Я поместился в темном углу залы и оттуда смотрел на то, что делалось кругом. Но я в то же время чувствовал, что это созерцание было совершенно пассивно, и что мне нужно много усилий, чтобы понять то немногое простое, но весьма печальное, что творилось кругом меня.

Вскоре и то немногое, что я понимал, стало для меня неясным. Я потерял временно сознание и погрузился в какой-то туман, из которого затем ничего не мог припомнить.

В первом часу ночи Винкель подошел ко мне и толкнул меня, спросив тихо:

— Ты спишь?

Но я не понял его. Я даже не узнал его.

Затем помню, как двое каких-то офицеров взяли меня под руки и отвели меня в мою квартиру. Помню, что во мне не было ни воли, ни желания сопротивляться им. Я сделался полным автоматом.

На другой день я точно так же автоматически, бессознательно снова отправился к Лазуткиным и просидел там в углу на стуле до поздней ночи. Впрочем, об этом мне рассказывали уже потом, а сам я постоянно был в бессознательном состоянии.

Как сквозь сон я помню похороны, помню ту минуту, когда все засуетились, стали опускать гроб в могилу.

Но все это только проблески сознания, самые мгновенные, после которых я снова погружался в мою апатию.

Наконец и эти проблески исчезли. Наступила темная ночь, и над моим состоянием немало тогда поломал голову наш простой и добрый Василий Иванович. Этот странный психиатрический процесс тянулся уже пятые сутки.

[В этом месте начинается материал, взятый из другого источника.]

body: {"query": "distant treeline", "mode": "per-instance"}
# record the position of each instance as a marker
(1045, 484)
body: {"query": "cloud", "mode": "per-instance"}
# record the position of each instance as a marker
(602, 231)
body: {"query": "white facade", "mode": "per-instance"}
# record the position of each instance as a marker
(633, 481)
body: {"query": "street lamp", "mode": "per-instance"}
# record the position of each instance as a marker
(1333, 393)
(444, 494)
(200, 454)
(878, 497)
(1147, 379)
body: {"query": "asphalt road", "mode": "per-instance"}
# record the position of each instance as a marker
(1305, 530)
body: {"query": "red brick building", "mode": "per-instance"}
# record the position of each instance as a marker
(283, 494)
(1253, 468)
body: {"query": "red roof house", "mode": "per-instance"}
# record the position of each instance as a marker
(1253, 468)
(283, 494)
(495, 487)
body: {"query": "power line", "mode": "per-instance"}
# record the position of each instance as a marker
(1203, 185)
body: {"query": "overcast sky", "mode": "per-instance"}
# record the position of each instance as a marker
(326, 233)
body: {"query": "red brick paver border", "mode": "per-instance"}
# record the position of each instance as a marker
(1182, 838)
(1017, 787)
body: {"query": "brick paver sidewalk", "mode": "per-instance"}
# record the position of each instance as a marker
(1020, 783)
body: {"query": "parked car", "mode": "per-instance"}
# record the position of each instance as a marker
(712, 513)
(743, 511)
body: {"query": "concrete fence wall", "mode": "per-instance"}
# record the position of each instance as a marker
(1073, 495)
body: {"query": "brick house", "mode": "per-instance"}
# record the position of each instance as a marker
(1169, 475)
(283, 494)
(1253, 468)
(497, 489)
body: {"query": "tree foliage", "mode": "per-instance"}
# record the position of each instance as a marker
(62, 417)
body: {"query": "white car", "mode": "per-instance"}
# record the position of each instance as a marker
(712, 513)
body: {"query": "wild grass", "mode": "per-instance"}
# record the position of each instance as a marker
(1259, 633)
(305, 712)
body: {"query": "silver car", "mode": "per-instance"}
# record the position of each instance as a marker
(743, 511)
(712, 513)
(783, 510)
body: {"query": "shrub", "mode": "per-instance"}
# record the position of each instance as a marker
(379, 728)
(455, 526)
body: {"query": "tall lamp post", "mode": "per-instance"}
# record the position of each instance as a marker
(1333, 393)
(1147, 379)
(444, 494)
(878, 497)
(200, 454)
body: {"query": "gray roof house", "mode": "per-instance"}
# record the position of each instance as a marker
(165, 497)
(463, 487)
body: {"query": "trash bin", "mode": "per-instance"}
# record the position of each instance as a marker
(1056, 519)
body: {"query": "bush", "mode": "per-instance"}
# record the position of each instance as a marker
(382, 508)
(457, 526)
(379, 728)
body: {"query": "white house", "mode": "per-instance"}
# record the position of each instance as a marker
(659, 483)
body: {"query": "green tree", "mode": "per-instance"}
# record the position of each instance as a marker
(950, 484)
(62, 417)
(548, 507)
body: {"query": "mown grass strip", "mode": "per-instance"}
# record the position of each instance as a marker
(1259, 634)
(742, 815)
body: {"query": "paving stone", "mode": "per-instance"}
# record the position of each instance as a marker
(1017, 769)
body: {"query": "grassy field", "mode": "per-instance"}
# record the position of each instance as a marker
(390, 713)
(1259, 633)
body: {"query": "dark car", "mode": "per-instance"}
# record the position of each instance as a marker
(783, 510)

Все средства тогдашней медицины были истощены.

Меня кормили насильно, вливая мне бараний бульон в рот сквозь стиснутые зубы. Грудь и спина были растравлены мушками. Макушка головы была выбрита, и на нее капали холодную воду. Но все было напрасно.

Мое сознание, мое психическое я не возвращались. У меня осталось и до сих пор воспоминание о моих жестоких физических страданиях, но что и как совершалось со мной тогда, я положительно не сознавал и не могу припомнить.

Только долго спустя один доктор-москвич, психиатр, поклонник Кленке, объяснил мне все развитие моей болезни и указал, как медленно, тяжелыми психическими толчками, она развивалась.

Наконец, недели через две, когда меня собрались уже везти в Тифлис как безнадежно больного, вдруг приспело мое неожиданное спасенье.

LXV

Тот день, в который вернулось ко мне мое полное сознание, остался надолго, — да, я думаю, останется навсегда, до конца моих дней — незабвенным сияющим воспоминаньем всей моей жизни.

Это был действительный, настоящий кризис болезни, было действительное внутреннее, а не наружное средство, которое вдруг, разом, обхвативши всю мою душу, дало ей толчок в другую сторону.

Помню, что за несколько дней до этого кризиса я уже смутно предчувствовал его и начинал, словно сквозь сон, припоминать факты и события из прошедшего и окружающего меня.

Помню, около меня постоянно были две женщины, из которых одну я принимал за Марью Александровну и с этим именем постоянно обращался к ней, а другую я считал Авдотьей — женой одного из наших полковых вахмистров.